PyDev of the Week: Mark Haase

This week we welcome Mark Haase as our PyDev of the Week. Mark is the author of PEP 505 – None-aware operators. You can check out what projects Mark is interested in over on Github. He also has a programming blog that covers various programming topics. Let’s take some time getting to know Mark better!

Can you tell us a little about yourself (hobbies, education, etc):

As a child, I always loved building things, like Legos. I sketched designs for other projects that I daydreamed about building — a hang glider! — but as a kid I was obviously limited in terms of skills, tools, and resources. Nobody was going to hand me an arc-welder, after all.

I started programming when I was about 12 or 13. I learned BASIC first, then Java a couple years later. Programming didn’t have the same limitations as physical things. I didn’t need a whole workshop with tools and materials, just a computer and a compiler. I minored in Comp Sci in college (a mistake, in retrospect, I should have majored in it!) and managed to find a job as a programmer when I graduated it. It’s been my career for 10 years now.

Why did you start using Python?

I started working with a roommate on a pet project and he encouraged me to try Python. After several years working with some other, not-to-be-named web development languages, Python was a relief. It felt sensible. It felt like it had been carefully designed. It felt productive — ideas could be turned into code easily. Python made programming fun again!

I switched jobs soon after that and had several new coworkers who liked Python, and Python has been a major part of my work ever since. As I learned more and more about Python, I became totally fascinated with the design and features of the language and — equally important — the culture and mindset that surrounds it.

What other programming languages do you know and which is your favorite?

Languages that I know well enough to do real work in? Perl, PHP, JavaScript, Dart, and Python. Python is my clear favorite, but using Dart as a JavaScript replacement has also been enjoyable and refreshing.

What projects are you working on now?

I work with a company called Hyperion Gray on a DARPA (a progenitor of the internet) research & development contract. We have a wide range of research, but my personal focus is combining web crawling and machine learning: building crawlers that are more intelligent about what links to follow, more resilient in the face of errors (crawling loops, soft 404s, etc.), and extracting the important content on each page. We love working with DARPA, and we are able to open source the majority of our work.

Which Python libraries are your favorite (core or 3rd party)?

Flask is the first major package I started using. I shopped around a bit and settled on Flask because it wasn’t monolithic and the documentation was fantastic. I’ve never regretted the choice: the more I learned about Flask, the more I enjoyed it. I’ve continued to use it on new projects over the last 5 years and it still feels like a “just right” tool.

Requests is another phenomenal library, because it wraps a chaotic and difficult core API with one of the most brilliant APIs I’ve ever seen: simple enough to memorize the basics but powerful enough to not limit what you can do with it.

There is also a cluster of numerical and scientific computing packages (NumPy, SciPy, etc.) that are making Python an important language to know for a wide range of data science applications. I can combine the productivity of working in a high-level language like Python with the performance characteristics of low-level, highly tuned code.

Where do you see Python going as a programming language?
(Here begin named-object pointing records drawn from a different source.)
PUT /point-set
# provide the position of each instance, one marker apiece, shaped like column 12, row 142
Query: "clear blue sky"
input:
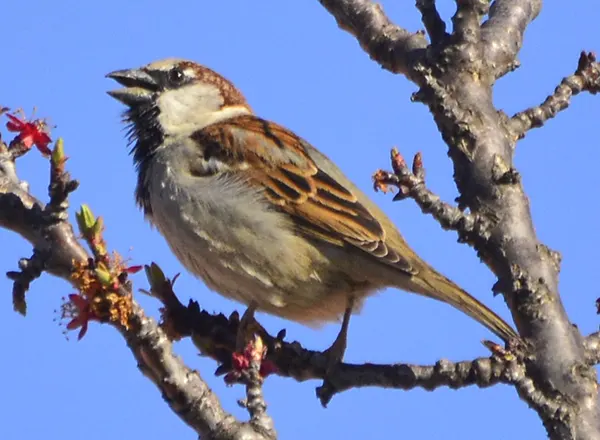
column 296, row 67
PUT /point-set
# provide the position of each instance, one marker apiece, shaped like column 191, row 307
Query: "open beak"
column 139, row 88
I’ve always thought of Python as a glue language. In the web development world, performance critical code is handled by databases, web servers, message queues, etc. You can write your business logic in Python and pass data back and forth between those highly optimized, highly tuned components. I wouldn’t write a database server in Python, and I wouldn’t write my business logic in C++. Those are different tools that complement, not compete.

That same approach is taking Python into new areas. High performance machine learning and deep learning are going to be hugely important in the future of computing, and Python — a notoriously “slow” language — is a reasonable language for building deep learning systems. Why? Because the performance critical code is optimized, vectorized, and tuned in low level libraries like NumPy and Theano. A small amount of Python code can produce simple and amazing machine learning systems. This is a great example: http://neuralnetworksanddeeplearning.com/

I personally don’t feel a need to learn specialized, domain-specific programming languages, like Octave for linear algebra, or R for statistics. Python can do all these things. At work, we even create presentations in IPython notebooks!

What is your take on the current market for Python programmers?

I don’t know! The last time I applied for a job was about 5 years ago, which is also roughly the time when I started learning Python. Anecdotally, it seems like job listings are always dominated by whatever flavor-of-the-month technology is hot at the time. If I was looking for a job, I would feel more confident applying to any job with my 5 years of Python experience than with 6 months of . Python is so versatile (see my previous answer) that I assume Python will continue to be highly relevant in the coming years.

Thanks so much for doing the interview!